Из книги LA ĜEMO DE UNU SOLECA ANIMO de  Vaselj EROŜENKO (Poemoj, rakontoj kaj skizoj pri ĥina vivo, originale verkita de Vaselj Eroŝenko), eldonita de Orienta Esperanto-Propaganda Instituto, Ŝanhajo, 1923.

 

«Стон одинокой души» Васэля Ерошенко (стихи, рассказы и зарисовки из китайской жизни, написанные в оригинале на эсперанто Васэлем Ерошенко), изданный Восточным институтом пропаганды эсперанто, Шанхай, 1923

 

Перевод с эсперанто Юлии Патлань, май-август 2009 г.

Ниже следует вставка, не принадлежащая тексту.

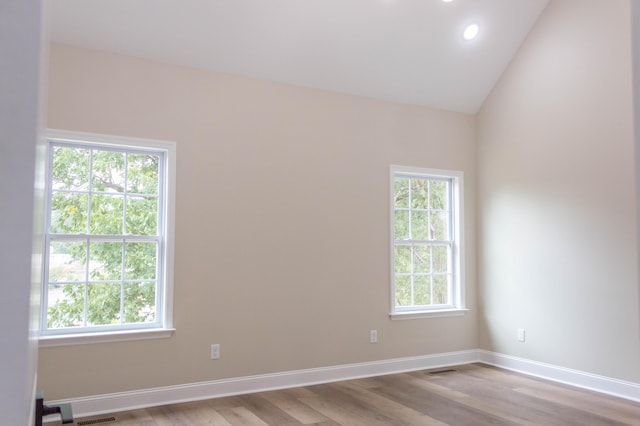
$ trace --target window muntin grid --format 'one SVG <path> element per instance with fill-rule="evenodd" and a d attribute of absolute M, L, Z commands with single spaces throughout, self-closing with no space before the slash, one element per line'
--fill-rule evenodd
<path fill-rule="evenodd" d="M 456 176 L 392 168 L 392 312 L 459 307 Z"/>
<path fill-rule="evenodd" d="M 43 335 L 162 325 L 165 160 L 49 140 Z"/>

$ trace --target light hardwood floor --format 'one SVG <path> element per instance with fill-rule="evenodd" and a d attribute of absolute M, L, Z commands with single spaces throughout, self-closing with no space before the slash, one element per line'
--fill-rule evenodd
<path fill-rule="evenodd" d="M 75 425 L 637 426 L 640 403 L 469 364 L 114 413 Z"/>

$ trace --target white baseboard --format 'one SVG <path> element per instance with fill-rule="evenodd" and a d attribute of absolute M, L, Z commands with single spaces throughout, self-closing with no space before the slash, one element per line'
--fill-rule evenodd
<path fill-rule="evenodd" d="M 429 368 L 451 367 L 473 362 L 481 362 L 483 364 L 640 402 L 639 383 L 626 382 L 477 349 L 213 380 L 131 392 L 118 392 L 68 400 L 49 401 L 49 403 L 71 403 L 74 416 L 85 417 L 179 402 L 330 383 L 340 380 L 381 376 L 384 374 Z"/>
<path fill-rule="evenodd" d="M 479 362 L 483 364 L 640 402 L 640 383 L 627 382 L 495 352 L 478 350 L 477 353 Z"/>
<path fill-rule="evenodd" d="M 179 402 L 198 401 L 340 380 L 469 364 L 477 361 L 478 351 L 469 350 L 213 380 L 186 385 L 48 401 L 48 403 L 71 403 L 74 417 L 79 418 Z"/>

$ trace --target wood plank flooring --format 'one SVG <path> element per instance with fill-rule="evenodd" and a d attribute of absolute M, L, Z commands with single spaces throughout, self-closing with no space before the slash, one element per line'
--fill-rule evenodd
<path fill-rule="evenodd" d="M 75 425 L 637 426 L 640 403 L 469 364 L 133 410 Z"/>

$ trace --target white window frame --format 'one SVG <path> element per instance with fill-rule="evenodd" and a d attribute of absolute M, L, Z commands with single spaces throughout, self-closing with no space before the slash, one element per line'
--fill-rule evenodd
<path fill-rule="evenodd" d="M 464 212 L 464 173 L 462 171 L 439 170 L 420 167 L 391 165 L 389 179 L 389 209 L 390 209 L 390 313 L 391 319 L 414 319 L 441 316 L 464 315 L 468 310 L 465 306 L 464 279 L 464 240 L 463 240 L 463 212 Z M 451 182 L 451 273 L 452 294 L 451 303 L 447 305 L 429 305 L 416 307 L 397 307 L 395 300 L 395 194 L 394 183 L 396 177 L 417 177 L 423 179 L 447 179 Z"/>
<path fill-rule="evenodd" d="M 47 158 L 51 158 L 49 150 L 50 141 L 78 145 L 79 147 L 103 147 L 116 150 L 154 150 L 161 151 L 164 157 L 164 181 L 161 186 L 164 191 L 159 193 L 159 216 L 162 217 L 161 229 L 161 250 L 160 259 L 164 262 L 159 265 L 158 282 L 160 294 L 157 295 L 158 321 L 152 324 L 136 324 L 126 326 L 104 327 L 99 331 L 95 329 L 46 329 L 47 310 L 47 286 L 48 286 L 48 259 L 43 256 L 44 267 L 42 277 L 42 301 L 41 301 L 41 332 L 39 338 L 40 346 L 61 346 L 84 343 L 101 343 L 123 340 L 141 340 L 170 337 L 175 329 L 173 328 L 173 266 L 174 266 L 174 234 L 175 234 L 175 191 L 176 191 L 176 143 L 170 141 L 160 141 L 152 139 L 140 139 L 121 136 L 101 135 L 95 133 L 74 132 L 66 130 L 48 129 L 47 137 Z M 45 227 L 45 247 L 49 246 L 49 221 L 51 202 L 51 161 L 47 164 L 46 176 L 46 202 L 44 217 Z"/>

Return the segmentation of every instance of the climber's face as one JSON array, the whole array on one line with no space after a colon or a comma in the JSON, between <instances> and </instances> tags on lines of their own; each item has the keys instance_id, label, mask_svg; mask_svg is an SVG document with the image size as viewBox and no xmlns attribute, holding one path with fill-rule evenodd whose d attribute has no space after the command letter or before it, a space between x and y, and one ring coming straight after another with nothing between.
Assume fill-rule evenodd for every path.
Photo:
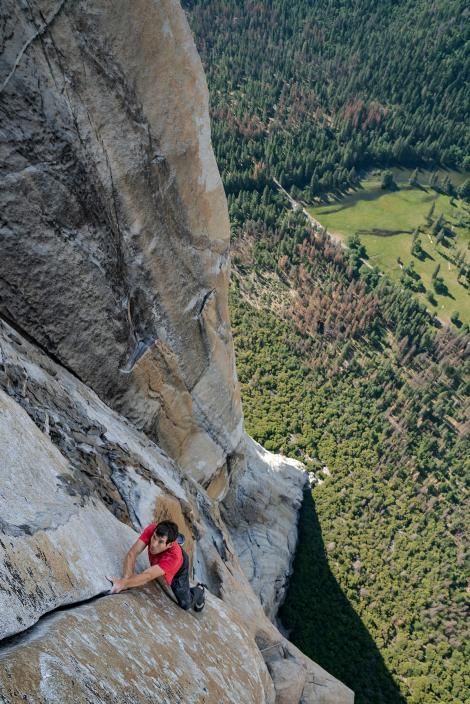
<instances>
[{"instance_id":1,"label":"climber's face","mask_svg":"<svg viewBox=\"0 0 470 704\"><path fill-rule=\"evenodd\" d=\"M152 555L158 555L159 552L163 552L167 549L168 537L166 535L157 535L154 533L150 538L150 552Z\"/></svg>"}]
</instances>

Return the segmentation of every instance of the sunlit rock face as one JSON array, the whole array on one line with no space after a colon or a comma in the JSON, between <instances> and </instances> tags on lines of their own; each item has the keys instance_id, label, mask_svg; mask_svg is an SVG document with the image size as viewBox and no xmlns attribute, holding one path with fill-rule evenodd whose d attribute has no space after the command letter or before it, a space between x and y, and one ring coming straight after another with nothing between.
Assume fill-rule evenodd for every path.
<instances>
[{"instance_id":1,"label":"sunlit rock face","mask_svg":"<svg viewBox=\"0 0 470 704\"><path fill-rule=\"evenodd\" d=\"M271 619L287 588L305 481L300 462L268 452L246 436L244 461L223 501L240 564Z\"/></svg>"},{"instance_id":2,"label":"sunlit rock face","mask_svg":"<svg viewBox=\"0 0 470 704\"><path fill-rule=\"evenodd\" d=\"M215 597L202 616L155 585L46 617L37 631L0 654L0 701L275 702L255 642Z\"/></svg>"},{"instance_id":3,"label":"sunlit rock face","mask_svg":"<svg viewBox=\"0 0 470 704\"><path fill-rule=\"evenodd\" d=\"M58 606L108 591L106 574L119 574L132 531L101 502L71 490L63 455L1 390L0 447L0 633L6 637Z\"/></svg>"},{"instance_id":4,"label":"sunlit rock face","mask_svg":"<svg viewBox=\"0 0 470 704\"><path fill-rule=\"evenodd\" d=\"M0 312L209 485L242 415L227 205L185 15L176 0L1 15Z\"/></svg>"},{"instance_id":5,"label":"sunlit rock face","mask_svg":"<svg viewBox=\"0 0 470 704\"><path fill-rule=\"evenodd\" d=\"M125 665L127 651L122 648L128 647L127 639L139 640L141 616L135 615L127 601L105 596L109 586L106 575L121 573L122 558L144 525L167 517L176 520L186 536L193 577L207 583L214 595L210 604L216 605L218 599L225 602L229 611L223 611L222 606L217 611L218 607L214 607L224 618L231 618L227 614L232 610L237 614L235 621L243 624L244 647L249 658L254 652L266 664L267 684L265 670L254 658L253 667L257 668L259 677L257 675L256 682L250 680L253 689L248 689L247 699L240 702L270 702L272 686L278 704L349 704L353 701L350 690L302 655L267 618L241 568L237 548L221 519L217 502L194 480L188 479L145 434L1 321L0 389L1 701L8 704L24 701L22 695L17 696L15 692L24 692L25 687L31 688L30 697L35 702L56 702L60 697L67 701L67 692L70 697L76 696L76 701L87 701L80 699L85 697L80 687L84 673L90 675L90 671L93 683L100 682L100 686L92 690L95 699L91 701L100 701L104 691L108 692L108 697L111 697L110 692L114 693L113 701L126 701L126 678L139 680L143 665L140 660ZM254 449L261 452L259 446L255 445ZM249 486L250 482L245 483L245 502ZM281 482L280 487L285 490L286 484ZM273 489L271 485L271 492ZM279 503L275 494L270 496L273 503ZM245 509L243 520L246 518ZM258 522L261 523L261 517ZM277 538L273 537L274 540ZM252 557L258 559L259 555ZM246 555L242 555L242 560L245 567L249 567ZM277 565L284 569L281 563ZM140 569L142 566L145 566L145 559ZM249 569L248 573L251 574ZM157 588L154 589L158 593ZM82 612L84 607L78 606L71 612L70 619L67 616L65 621L60 621L64 626L57 627L58 630L55 625L52 627L55 621L49 620L50 612L59 607L71 608L93 596L99 597L99 615L95 607ZM166 623L167 610L175 608L166 596L163 602L145 597L145 604L146 610L155 608L158 624ZM111 608L112 612L108 611ZM109 615L111 613L114 615ZM192 612L187 615L180 609L175 614L174 618L182 619L183 624L187 624L189 617L196 618ZM204 618L205 614L204 610L197 618ZM116 623L120 624L117 629ZM230 624L223 624L222 638L225 638L226 627L232 628ZM171 639L173 632L166 626L161 625L161 628L158 638ZM214 629L212 622L209 628ZM196 647L190 629L186 627L185 632L190 644L189 641L175 643L179 648L175 662L180 662L178 658L186 648L194 650ZM21 633L24 638L19 641L4 640ZM204 630L200 632L201 638L204 633ZM146 658L155 638L154 628L149 630L146 626L139 640L139 648L145 650ZM93 649L99 639L112 643L114 654L110 659L106 651L103 657L107 660L95 666ZM198 643L203 650L204 641ZM135 643L130 649L134 647ZM219 650L218 644L214 647ZM72 650L75 655L71 664L68 658ZM168 649L165 652L168 653ZM244 654L238 655L245 663ZM105 677L100 668L105 667L106 662ZM159 667L161 662L151 660L148 668ZM189 664L186 670L182 668L184 681L193 677L191 668ZM224 668L225 665L223 673ZM232 662L235 678L237 668ZM49 673L44 683L43 672ZM239 676L243 681L244 669ZM219 681L212 670L204 677L204 681L210 680L212 685L214 680ZM81 684L75 688L77 682ZM51 688L46 696L43 688L47 683ZM142 686L147 692L149 681ZM236 688L228 691L238 692ZM301 695L296 699L297 691ZM197 692L197 696L202 696L200 690ZM157 696L157 690L154 694ZM194 694L194 701L204 701L197 696ZM175 701L186 700L176 698Z\"/></svg>"},{"instance_id":6,"label":"sunlit rock face","mask_svg":"<svg viewBox=\"0 0 470 704\"><path fill-rule=\"evenodd\" d=\"M2 321L0 456L2 638L107 592L136 531L172 503L191 551L175 463Z\"/></svg>"}]
</instances>

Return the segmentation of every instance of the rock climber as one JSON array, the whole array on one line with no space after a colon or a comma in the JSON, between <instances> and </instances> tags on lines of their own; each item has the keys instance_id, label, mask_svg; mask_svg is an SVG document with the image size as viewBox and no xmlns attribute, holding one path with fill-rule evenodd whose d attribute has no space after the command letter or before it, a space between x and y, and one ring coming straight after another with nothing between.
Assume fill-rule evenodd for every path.
<instances>
[{"instance_id":1,"label":"rock climber","mask_svg":"<svg viewBox=\"0 0 470 704\"><path fill-rule=\"evenodd\" d=\"M150 523L124 558L124 577L108 577L113 584L111 594L164 578L182 609L187 610L192 606L195 611L202 611L206 585L199 583L195 587L189 586L189 558L178 542L179 537L182 538L173 521ZM135 574L137 557L145 548L150 567Z\"/></svg>"}]
</instances>

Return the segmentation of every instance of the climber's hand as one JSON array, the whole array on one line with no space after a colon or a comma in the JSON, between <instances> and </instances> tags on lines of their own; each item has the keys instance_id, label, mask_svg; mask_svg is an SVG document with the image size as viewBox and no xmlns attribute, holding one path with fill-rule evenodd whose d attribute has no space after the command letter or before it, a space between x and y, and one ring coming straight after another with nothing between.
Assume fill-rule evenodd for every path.
<instances>
[{"instance_id":1,"label":"climber's hand","mask_svg":"<svg viewBox=\"0 0 470 704\"><path fill-rule=\"evenodd\" d=\"M107 577L106 579L109 579L113 585L111 587L111 594L119 594L119 592L127 588L125 579L120 579L119 577Z\"/></svg>"}]
</instances>

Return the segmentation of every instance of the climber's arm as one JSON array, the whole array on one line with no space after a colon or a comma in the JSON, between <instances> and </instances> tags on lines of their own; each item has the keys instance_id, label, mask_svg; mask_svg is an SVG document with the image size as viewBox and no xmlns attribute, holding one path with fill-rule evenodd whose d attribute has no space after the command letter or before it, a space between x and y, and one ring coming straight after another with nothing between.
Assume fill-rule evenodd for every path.
<instances>
[{"instance_id":1,"label":"climber's arm","mask_svg":"<svg viewBox=\"0 0 470 704\"><path fill-rule=\"evenodd\" d=\"M109 581L113 583L111 594L118 594L123 592L125 589L132 589L133 587L141 587L147 582L151 582L153 579L158 577L163 577L165 572L158 565L149 567L145 572L141 574L133 574L131 577L122 577L118 579L117 577L108 577Z\"/></svg>"},{"instance_id":2,"label":"climber's arm","mask_svg":"<svg viewBox=\"0 0 470 704\"><path fill-rule=\"evenodd\" d=\"M126 557L124 558L124 567L123 567L123 572L124 572L124 577L132 577L134 574L135 570L135 563L140 555L140 553L145 550L147 547L147 543L144 543L143 540L137 540L134 545L131 547L131 549L127 552Z\"/></svg>"}]
</instances>

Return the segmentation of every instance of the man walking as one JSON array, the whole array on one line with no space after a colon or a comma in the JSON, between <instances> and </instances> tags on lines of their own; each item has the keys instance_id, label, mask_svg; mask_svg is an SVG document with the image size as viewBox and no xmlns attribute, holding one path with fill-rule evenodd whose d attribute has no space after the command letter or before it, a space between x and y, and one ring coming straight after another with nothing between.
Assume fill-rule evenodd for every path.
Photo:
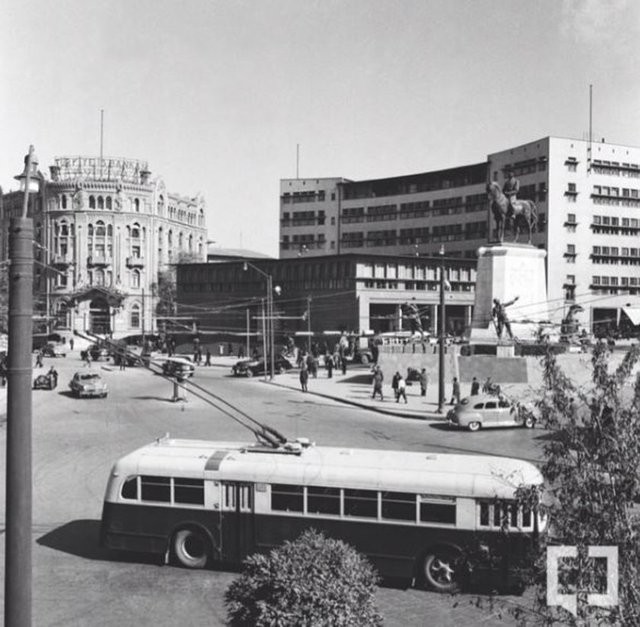
<instances>
[{"instance_id":1,"label":"man walking","mask_svg":"<svg viewBox=\"0 0 640 627\"><path fill-rule=\"evenodd\" d=\"M382 382L384 381L384 375L382 374L382 370L380 366L376 366L376 369L373 373L373 394L371 398L375 398L376 394L380 394L380 400L383 401L382 395Z\"/></svg>"},{"instance_id":2,"label":"man walking","mask_svg":"<svg viewBox=\"0 0 640 627\"><path fill-rule=\"evenodd\" d=\"M471 396L477 396L480 392L480 381L473 377L473 381L471 381Z\"/></svg>"},{"instance_id":3,"label":"man walking","mask_svg":"<svg viewBox=\"0 0 640 627\"><path fill-rule=\"evenodd\" d=\"M300 387L303 392L308 392L308 383L309 383L309 369L307 368L306 363L302 363L302 367L300 368Z\"/></svg>"},{"instance_id":4,"label":"man walking","mask_svg":"<svg viewBox=\"0 0 640 627\"><path fill-rule=\"evenodd\" d=\"M460 382L458 377L453 377L453 388L451 390L451 405L457 405L460 402Z\"/></svg>"},{"instance_id":5,"label":"man walking","mask_svg":"<svg viewBox=\"0 0 640 627\"><path fill-rule=\"evenodd\" d=\"M420 371L420 396L427 395L427 385L429 384L429 377L427 375L427 369L423 368Z\"/></svg>"},{"instance_id":6,"label":"man walking","mask_svg":"<svg viewBox=\"0 0 640 627\"><path fill-rule=\"evenodd\" d=\"M407 401L407 382L404 380L404 377L401 374L398 374L397 388L396 388L396 403L400 402L400 399L403 398L405 404Z\"/></svg>"},{"instance_id":7,"label":"man walking","mask_svg":"<svg viewBox=\"0 0 640 627\"><path fill-rule=\"evenodd\" d=\"M400 379L402 379L402 377L396 370L396 373L393 375L393 379L391 379L391 389L393 390L393 395L396 397L396 402L398 401L398 381L400 381Z\"/></svg>"}]
</instances>

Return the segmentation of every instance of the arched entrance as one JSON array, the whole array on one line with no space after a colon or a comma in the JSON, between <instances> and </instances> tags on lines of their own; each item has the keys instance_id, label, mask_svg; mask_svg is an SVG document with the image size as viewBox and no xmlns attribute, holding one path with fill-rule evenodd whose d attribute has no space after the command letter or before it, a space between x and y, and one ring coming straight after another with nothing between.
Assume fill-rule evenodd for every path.
<instances>
[{"instance_id":1,"label":"arched entrance","mask_svg":"<svg viewBox=\"0 0 640 627\"><path fill-rule=\"evenodd\" d=\"M89 303L89 330L105 335L111 332L109 303L102 296L97 296Z\"/></svg>"}]
</instances>

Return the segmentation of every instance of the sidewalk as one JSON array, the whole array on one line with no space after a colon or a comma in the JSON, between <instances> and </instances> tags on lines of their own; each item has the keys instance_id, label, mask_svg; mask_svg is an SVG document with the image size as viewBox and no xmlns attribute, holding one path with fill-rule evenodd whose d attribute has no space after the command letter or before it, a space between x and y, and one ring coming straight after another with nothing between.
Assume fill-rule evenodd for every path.
<instances>
[{"instance_id":1,"label":"sidewalk","mask_svg":"<svg viewBox=\"0 0 640 627\"><path fill-rule=\"evenodd\" d=\"M299 371L278 375L272 385L287 387L297 390L300 394L304 394L300 389ZM318 378L309 378L309 391L306 394L315 394L331 398L341 403L355 405L371 411L390 416L398 416L401 418L414 418L418 420L444 420L449 411L449 407L445 405L444 412L438 414L438 385L429 385L427 387L427 395L420 396L420 384L414 383L407 385L407 403L404 401L396 402L391 389L391 383L383 384L384 400L379 397L371 398L373 384L371 382L370 367L352 367L347 371L346 375L342 372L334 370L331 379L327 377L326 370L318 372Z\"/></svg>"}]
</instances>

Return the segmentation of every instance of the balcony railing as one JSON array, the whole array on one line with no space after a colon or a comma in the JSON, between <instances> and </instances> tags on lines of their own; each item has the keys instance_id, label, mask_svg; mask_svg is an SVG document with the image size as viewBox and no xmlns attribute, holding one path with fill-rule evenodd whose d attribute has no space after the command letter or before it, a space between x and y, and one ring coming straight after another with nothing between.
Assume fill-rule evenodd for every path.
<instances>
[{"instance_id":1,"label":"balcony railing","mask_svg":"<svg viewBox=\"0 0 640 627\"><path fill-rule=\"evenodd\" d=\"M87 265L89 266L110 266L111 263L111 257L106 257L105 255L89 255L87 259Z\"/></svg>"},{"instance_id":2,"label":"balcony railing","mask_svg":"<svg viewBox=\"0 0 640 627\"><path fill-rule=\"evenodd\" d=\"M53 255L51 263L54 266L70 266L74 261L71 255Z\"/></svg>"},{"instance_id":3,"label":"balcony railing","mask_svg":"<svg viewBox=\"0 0 640 627\"><path fill-rule=\"evenodd\" d=\"M144 266L144 257L127 257L128 268L142 268Z\"/></svg>"}]
</instances>

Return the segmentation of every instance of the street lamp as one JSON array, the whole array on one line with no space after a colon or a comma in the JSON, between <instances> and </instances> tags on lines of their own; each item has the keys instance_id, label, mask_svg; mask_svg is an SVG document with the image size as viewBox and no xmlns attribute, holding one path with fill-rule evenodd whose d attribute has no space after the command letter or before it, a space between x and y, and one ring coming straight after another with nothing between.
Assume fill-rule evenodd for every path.
<instances>
[{"instance_id":1,"label":"street lamp","mask_svg":"<svg viewBox=\"0 0 640 627\"><path fill-rule=\"evenodd\" d=\"M7 356L7 460L5 625L31 625L31 342L33 332L33 219L29 194L38 191L38 160L29 146L15 177L24 192L22 215L9 226L9 351Z\"/></svg>"},{"instance_id":2,"label":"street lamp","mask_svg":"<svg viewBox=\"0 0 640 627\"><path fill-rule=\"evenodd\" d=\"M254 266L250 261L245 261L243 263L242 269L246 272L249 268L252 268L253 270L255 270L258 274L261 274L263 277L265 277L267 279L267 314L266 314L266 319L267 319L267 332L266 335L269 338L269 352L270 354L270 360L269 360L269 371L270 371L270 378L273 379L273 374L275 372L275 356L274 356L274 339L273 339L273 277L265 272L264 270L261 270L260 268L258 268L258 266ZM264 311L263 311L263 316L262 316L262 320L265 320L265 315L264 315ZM264 336L264 332L263 332L263 336ZM267 355L264 356L264 360L265 360L265 373L266 373L266 369L267 369Z\"/></svg>"},{"instance_id":3,"label":"street lamp","mask_svg":"<svg viewBox=\"0 0 640 627\"><path fill-rule=\"evenodd\" d=\"M444 342L445 342L445 323L444 323L444 246L440 246L440 342L438 343L438 413L444 411Z\"/></svg>"}]
</instances>

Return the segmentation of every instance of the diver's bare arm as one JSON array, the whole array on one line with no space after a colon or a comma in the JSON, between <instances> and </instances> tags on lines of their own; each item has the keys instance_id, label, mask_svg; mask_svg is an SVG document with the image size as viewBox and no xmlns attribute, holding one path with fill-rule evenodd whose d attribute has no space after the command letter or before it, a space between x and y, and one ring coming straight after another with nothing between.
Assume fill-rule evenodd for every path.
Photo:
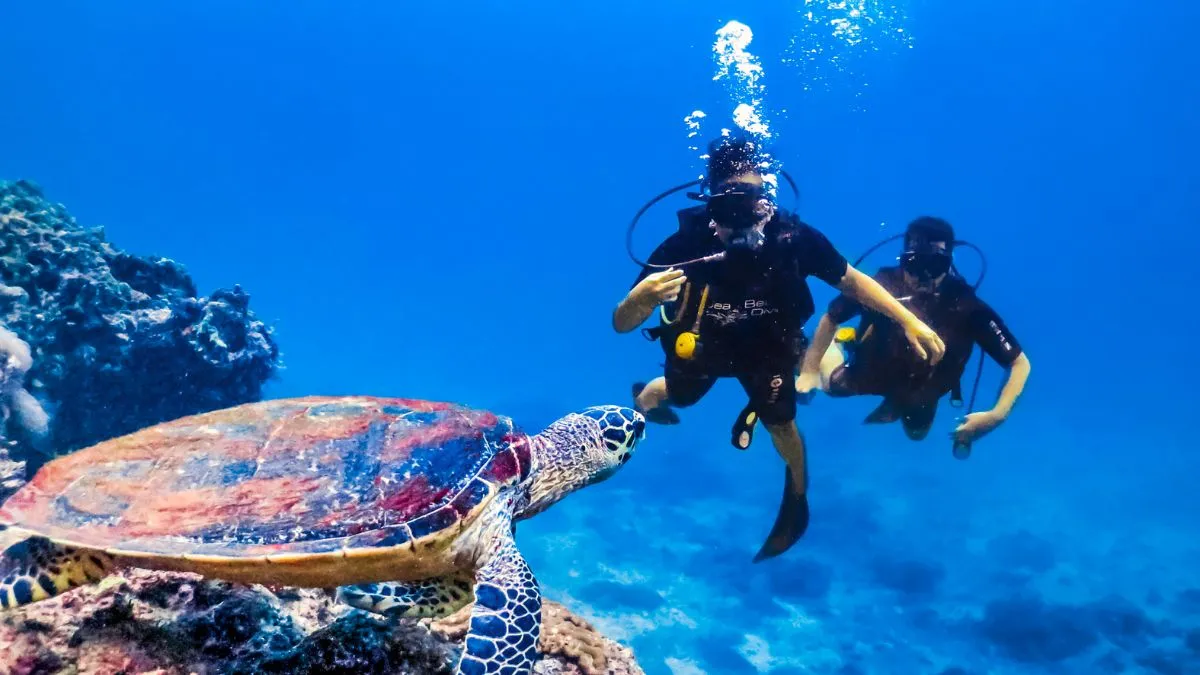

Перепечатка возможна только с разрешения переводчика,

с указанием линка на данный источник



[1] Xintiandi (New World). Xintiandi расположен в центре Шанхая около улицы Huaihai Road  и Народной площади (People's Square). Этот район знаменит успешной комбинацией стилей Shi Ku Men (стиль зданий традиционный для Шанхая) и стиля современной западной архитектуры. Не удивительно, что люди всегда говорят, что Xintiandi — типичное проявление «Hai Pai» (стиля Шанхая), а также отражение истории Шанхая в архитектуре.
Сейчас этот район реконструируется. Первая стадия реконструкции охватывает площадь 30,000 кв. м. План работ включает сохранение и ремонт некоторых кварталов, старых переулков (в Шанхае они называются «Long Tang») и типичных Shi Ku Men, расположенных на юге улицы Huaihai Road.

При реконструкции Shi Ku  Men в Xintiandi строители постарались сохранить их первоначальный вид: использовали те же материалы, что и раньше или, например, сохранили древний стиль кирпичных стен, глиняной плитки, дверей и т.д. Однажды попав в Xintiandi, вы почувствуете, что попали в прошлое — в двадцатые годы!  (примечание из интернета).

[2] Зефир (греч. Ζέφυρος, «западный», микен. ze-pu-ro) — ветер, по мнению древних, господствовавший в восточной части Средиземного моря, начиная с весны, и наибольшей интенсивности достигавший к летнему солнцестоянию. Здесь он, хотя и теплый, но часто приносит с собой дожди и даже бури, тогда как в западной части Средиземного моря Зефир является почти всегда легким, приятным ветром. Отсюда разница в представлениях о Зефире греков, считавших его одним из самых сильных и стремительных ветров, и римлян, соединявших с ним и ныне вызываемое им представление — о ласкающем, легком ветре. Его возлюбленная — Хлорида (лат. Флора).  Интересно, что ветерок у Ерошенко – «южный зефир», то есть южный легкий ветерок. – Прим. пер.

[3] Янцзы-цзян, Голубая река, самая большая река Китая и Евразии. Длина 5800 км.